Enquanto estamos passando alguns dias de férias entre amigos, com os quais se busca julgar tudo aquilo que acontece nos dias que passamos, entre os passeios, brincadeiras, encontros e testemunhos, somos tomados pelo caso de Charlie Gard e da sua família, que está abalando o mundo inteiro. E nos vem, imediatamente, alguns pontos de reflexão que gostaríamos de dividir.
Com o passar das horas, fica sempre mais evidente que ninguém consegue trazer elementos conclusivos para esclarecer definitivamente a questão de fundo: diante de uma doença degenerativa que atinge a vários órgãos na qual, considerando a atual situação do paciente e os conhecimentos médicos disponíveis, estão previstos só cuidados paliativos, até que ponto é justo insistir em prolongar a situação, com toda a sua carga de esperança e dor sem cair na obstinação de tratamento? Por isso é conveniente não esquecer que é necessária uma prudência, uma discrição e um respeito ao olhar essa questão. Mas o caso coloca questões que ferem no mais profundo.
Se fôssemos nós os criadores de todas as coisas, colocando-nos no lugar de Deus, não permitiríamos que tudo isso acontecesse. Não permitiríamos esse sofrimento, de Charlie, da mãe e do pai, dos médicos e enfermeiros que cuidam dele, não permitiríamos a confusão que está sendo gerada em volta desses fatos, não permitiríamos que pudessem existir doenças incuráveis, por fim, não permitiríamos nenhum dos horrores que muitas vezes vemos na vida. Entretanto, tudo isso existe. Isso significa que Deus nem sempre pensa como nós e que a realidade é mais vasta de como a faríamos. Talvez Quem faz a realidade está nos sugerindo tentar olhar onde não olhamos, para não nos limitar em nos posicionar sobre o que é mais justo ou mais errado fazer para a conclusão dessa triste história. Por que Deus permite a dor e o sofrimento? Essa é a pergunta das perguntas... E essa pergunta fere. Para a mentalidade do mundo, que querendo ou não também está em nós mesmos, é insuportável. No fundo, o único verdadeiro bem parece ser a eliminação, ou pelo menos a possível redução, da dor. Mas isso seria verdade se a dor e o sofrimento não tivessem nenhum significado, se não servissem para nada. Ao contrário, quando tem um significado que sustenta a vida, a dor pode ser carregada e o sofrimento pode constituir uma humanidade nova e, algumas vezes, mais “verdadeira”, como vemos no modo como tantas pessoas atravessam provações maiores do que elas mesmas, e testemunham uma plenitude de vida, uma dignidade e, finalmente, uma alegria, que quem não desejaria para si? Aquilo que está acontecendo talvez esteja nos pedindo para entrar um pouco mais no fundo da concepção que nós temos sobre a utilidade da vida, desmascarando a nossa incapacidade de nos responder tendo em vista a nossa própria vida: quando uma vida é “útil”? O que a torna útil e, acima de tudo, útil para quem? É suficiente viver para nós mesmos? É suficiente não sofrer? Mas, no fundo, é realmente possível não sofrer?

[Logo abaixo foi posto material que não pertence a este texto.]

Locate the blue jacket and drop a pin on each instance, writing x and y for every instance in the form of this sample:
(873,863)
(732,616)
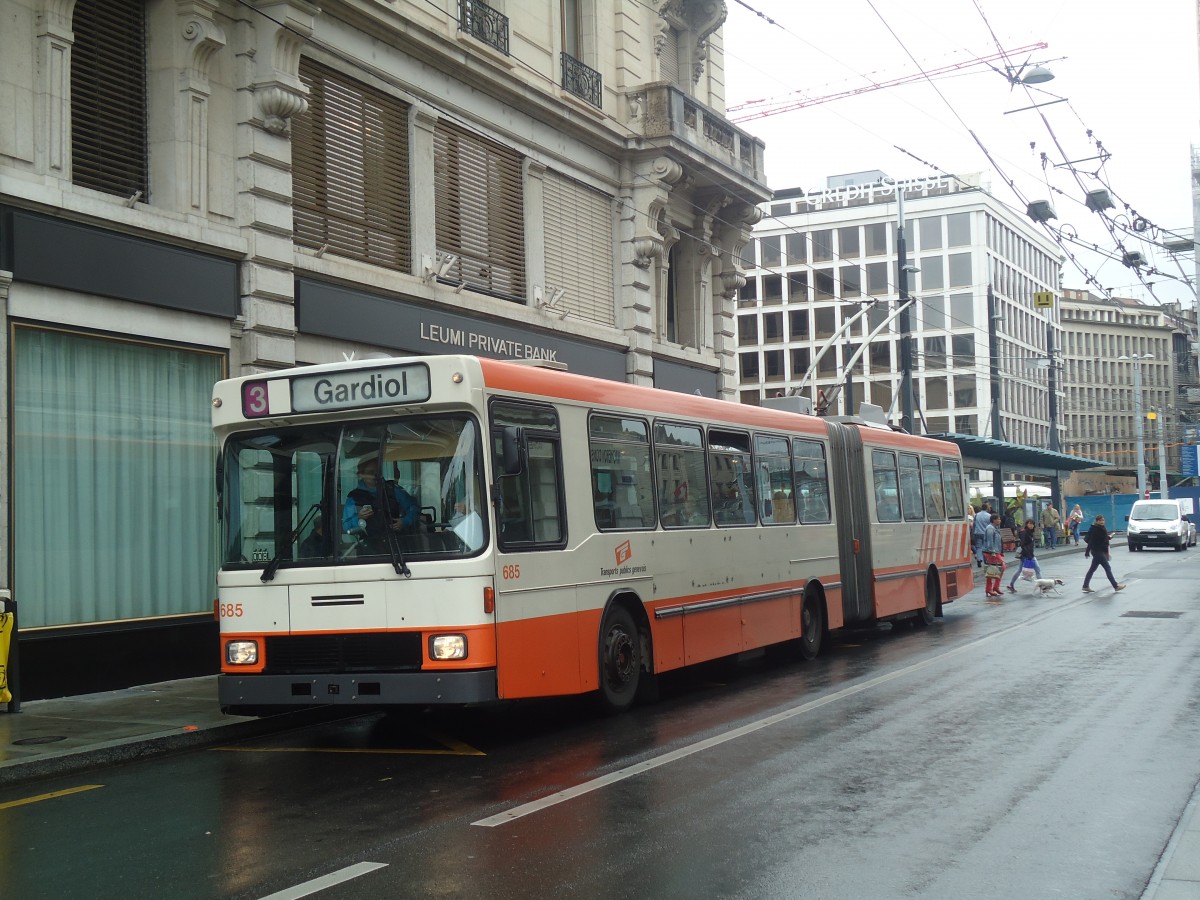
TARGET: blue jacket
(993,541)
(402,509)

Para não sofrer seria necessário não amar.
No julgamento do caso de Charlie vem com frequência à tona qual é de verdade o bem para ele. Mas exatamente esse bem pode estar dissociado do reconhecimento, assim tão pouco evidente para os nossos olhos, do significado, e então da utilidade, desta vida?
Tem alguém que o quer e o ama assim como é, agora, e por isso está disposto a se sacrificar. Quem sabe se por isso, para esse menino a sua vida seja sentida como útil agora, e por isso seja digna de ser vivida dessa maneira? O que o faz profundamente humano no seu desejo de felicidade, exatamente como nós que estamos escrevendo? Aquilo que nós desejamos, aquilo pelo qual a nossa vida merece ser vivida é que tem alguém que nos quer agora, para o qual a nossa vida vale, para o qual merece ser dada e vivida tal como nos foi dada. Os pais de Charlie são isso, e nesse amor deles está a promessa vivente daquele amor pelo qual o seu coração, pequeno e frágil, ainda está batendo.